Automobile collisions can happen so fast that it’s easy to become disoriented, and you may not be thinking straight immediately after the accident. So, what do you do next?
Ideally, you’re prepared and have your license, vehicle registration and auto insurance card readily available. It’s also a great idea to keep an emergency kit in the vehicle just in case you need it. While every crash is different, you should always follow these five important steps.
1. Safety First
The first step is to secure the scene. If the vehicles are drivable, move them to the shoulder or as far away from traffic as possible and turn on your hazards to warn other drivers. Assess the situation and check to see if anyone has been injured. If so, dial 9-1-1 immediately to get medical help.
It’s worth investing in road flares and orange warning cones or reflective triangles to further warn other drivers. Crack the flares and place them in front of and behind the vehicles along with the cones or triangles.
2. Call the Police
The second step is to call the police – even if it’s just a minor collision – to file an official report documenting the incident.
The police will speak with and collect information from all drivers, passengers and witnesses to the accident. They will note the precise location, the date and time of the accident and document all injuries and damage to property. You’ll be asked to provide your driver’s license, vehicle registration and proof of car insurance. The police will then take this information and complete their official report.
Accident reports vary by state, but the California Department of Motor Vehicles outlines state guidelines in an easy to reference accident guide and many of these apply to most situations. Police reports can take anywhere from a few days up to a few weeks to complete, depending on the complexity of the accident. Always ask for a copy of the accident report number and note the names and badge numbers of the responding officer(s), so you can request a copy of the report once it is available.
3. Gather Information and Document the Damage
While the police are on their way it’s important to exchange information with the other drivers involved. Use your smartphone to take photos and gather the necessary details. You’ll need the contact information of the driver(s) involved, any passengers, the registered owner of the vehicle(s) and any witnesses, the make and model of their vehicle(s) and license plate number(s), as well as their insurance information. If you don’t have a smartphone, keep a pen and notebook handy in your glove compartment.

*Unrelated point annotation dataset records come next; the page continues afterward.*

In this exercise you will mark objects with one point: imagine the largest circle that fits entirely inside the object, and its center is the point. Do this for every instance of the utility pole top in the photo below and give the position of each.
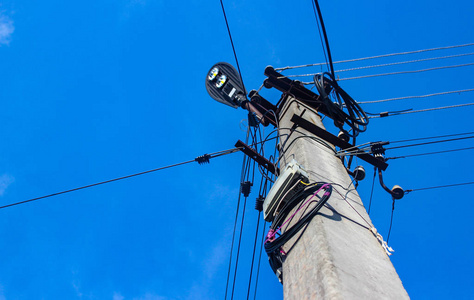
(336, 256)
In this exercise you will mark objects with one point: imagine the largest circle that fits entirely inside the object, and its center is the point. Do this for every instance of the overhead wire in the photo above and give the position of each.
(430, 153)
(402, 72)
(259, 260)
(429, 143)
(209, 156)
(384, 65)
(384, 114)
(438, 187)
(377, 56)
(233, 47)
(366, 149)
(319, 31)
(372, 190)
(242, 176)
(416, 97)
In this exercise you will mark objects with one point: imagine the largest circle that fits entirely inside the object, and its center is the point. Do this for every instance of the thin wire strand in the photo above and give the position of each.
(384, 65)
(430, 153)
(404, 72)
(391, 221)
(253, 255)
(377, 56)
(438, 187)
(242, 176)
(372, 190)
(416, 97)
(220, 153)
(429, 143)
(422, 110)
(259, 260)
(233, 47)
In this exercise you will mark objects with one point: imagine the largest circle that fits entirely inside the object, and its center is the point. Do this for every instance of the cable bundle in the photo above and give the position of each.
(273, 245)
(355, 116)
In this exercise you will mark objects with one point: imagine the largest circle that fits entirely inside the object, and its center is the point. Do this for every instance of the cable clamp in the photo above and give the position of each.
(246, 188)
(383, 243)
(203, 159)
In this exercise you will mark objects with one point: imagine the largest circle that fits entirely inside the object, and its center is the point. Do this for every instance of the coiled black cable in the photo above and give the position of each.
(355, 116)
(273, 245)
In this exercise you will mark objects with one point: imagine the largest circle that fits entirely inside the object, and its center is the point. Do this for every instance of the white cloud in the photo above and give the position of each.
(5, 181)
(118, 296)
(150, 296)
(6, 29)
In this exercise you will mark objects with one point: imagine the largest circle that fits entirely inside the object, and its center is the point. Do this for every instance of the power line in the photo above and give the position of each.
(361, 150)
(431, 137)
(430, 153)
(242, 177)
(376, 56)
(438, 187)
(387, 114)
(404, 72)
(320, 36)
(415, 97)
(201, 159)
(386, 65)
(232, 43)
(323, 28)
(429, 143)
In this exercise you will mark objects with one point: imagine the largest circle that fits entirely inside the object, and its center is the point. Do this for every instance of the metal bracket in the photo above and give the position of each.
(296, 89)
(262, 161)
(330, 138)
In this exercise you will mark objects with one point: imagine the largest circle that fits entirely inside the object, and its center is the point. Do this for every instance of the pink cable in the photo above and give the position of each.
(271, 232)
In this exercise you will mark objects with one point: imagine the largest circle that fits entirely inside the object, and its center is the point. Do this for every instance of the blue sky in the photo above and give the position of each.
(94, 90)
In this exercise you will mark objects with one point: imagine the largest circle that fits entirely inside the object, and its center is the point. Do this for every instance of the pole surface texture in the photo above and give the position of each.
(336, 256)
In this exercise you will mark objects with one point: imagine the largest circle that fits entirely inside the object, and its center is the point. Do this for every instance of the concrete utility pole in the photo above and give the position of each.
(336, 256)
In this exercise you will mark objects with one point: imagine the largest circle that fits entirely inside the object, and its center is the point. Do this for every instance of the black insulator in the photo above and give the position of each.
(359, 173)
(259, 203)
(377, 149)
(246, 188)
(253, 121)
(343, 136)
(397, 192)
(203, 159)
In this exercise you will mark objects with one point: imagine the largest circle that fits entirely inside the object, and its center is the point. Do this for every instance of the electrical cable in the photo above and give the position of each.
(319, 31)
(385, 65)
(429, 143)
(206, 157)
(259, 261)
(242, 176)
(246, 176)
(359, 147)
(233, 48)
(430, 153)
(385, 114)
(355, 117)
(415, 97)
(372, 190)
(253, 255)
(431, 137)
(363, 151)
(391, 220)
(438, 187)
(404, 72)
(273, 245)
(377, 56)
(323, 28)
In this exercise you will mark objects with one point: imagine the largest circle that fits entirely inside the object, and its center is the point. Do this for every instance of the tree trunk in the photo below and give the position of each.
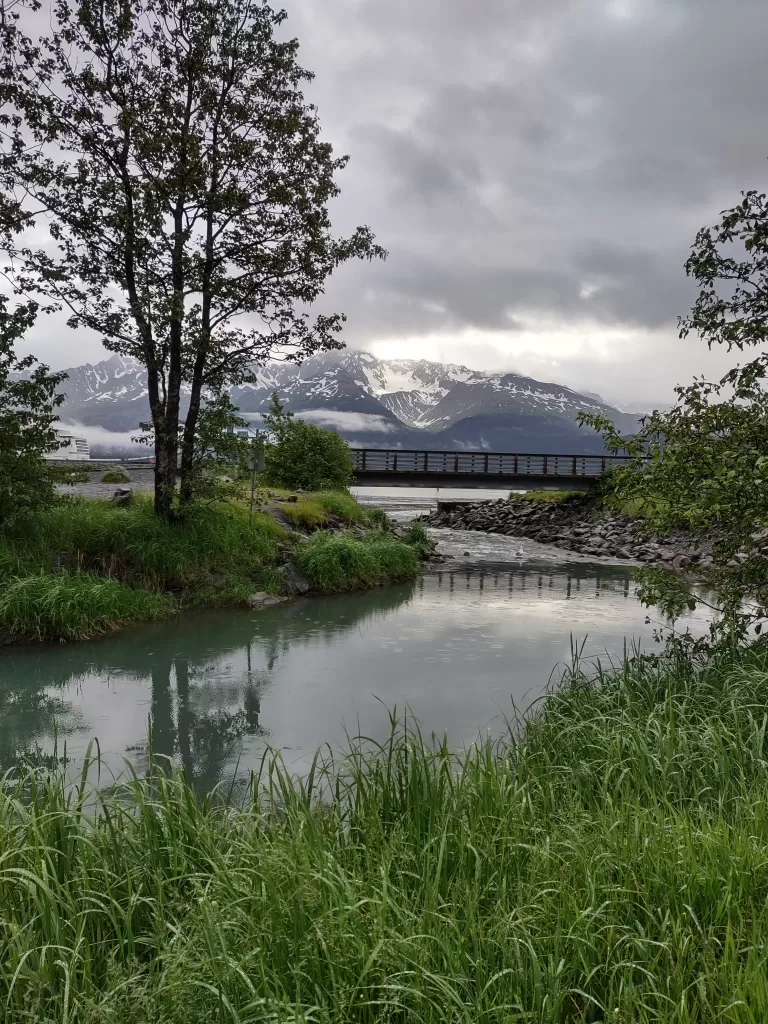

Take pictures of the damage you can see and the scene of the accident as you observe it. This will provide protection against false claims. Write down the events as you remember them, describing the collision in as much detail as possible. You should also take pictures and video of all of the drivers and their passengers. Doing so will help the police and your insurance company.
4. File a Claim
You should file a claim with your insurance company as soon as possible. They will need the same information provided to the police. Even if you’re in a minor fender bender, report it so you’re protected against unforeseen or future claims, because sometimes injuries and damage aren’t readily apparent.
You should also make your insurance agent aware of the accident, as he or she can help spot red flags and help resolve problems.
5. Know Your Rights as a Driver
Familiarize yourself with state laws and know your rights. Accident claims in California are regulated by the California Department of Insurance, and drivers’ rights under the Fair Claims Settlement Practices Regulations (www.insurance.ca.gov) mandate that insurance companies must:
- Advise you of benefits, time limits and coverage;
- Acknowledge and investigate a claim while providing forms and instructions within 15-days;
- Respond to communications within 15 days;
- Accept or deny the claim after it is filed;
- Pay reasonable towing expenses;
- Offer a fair settlement reflecting covered damages;
- Pay the claim no later than 30-days from the settlement date; and
- Advise you whether or not they’ll recoup costs from the other party.
It pays to do your homework before you choose an insurance company. Check reviews to see what their current customers are saying about the company, make sure they offer 24/7 claims service, and check to see if they stand behind the repairs made by their body shops. Mercury Insurance, for example, guarantees all repairs made by their direct repair facilities for as long as you own your vehicle.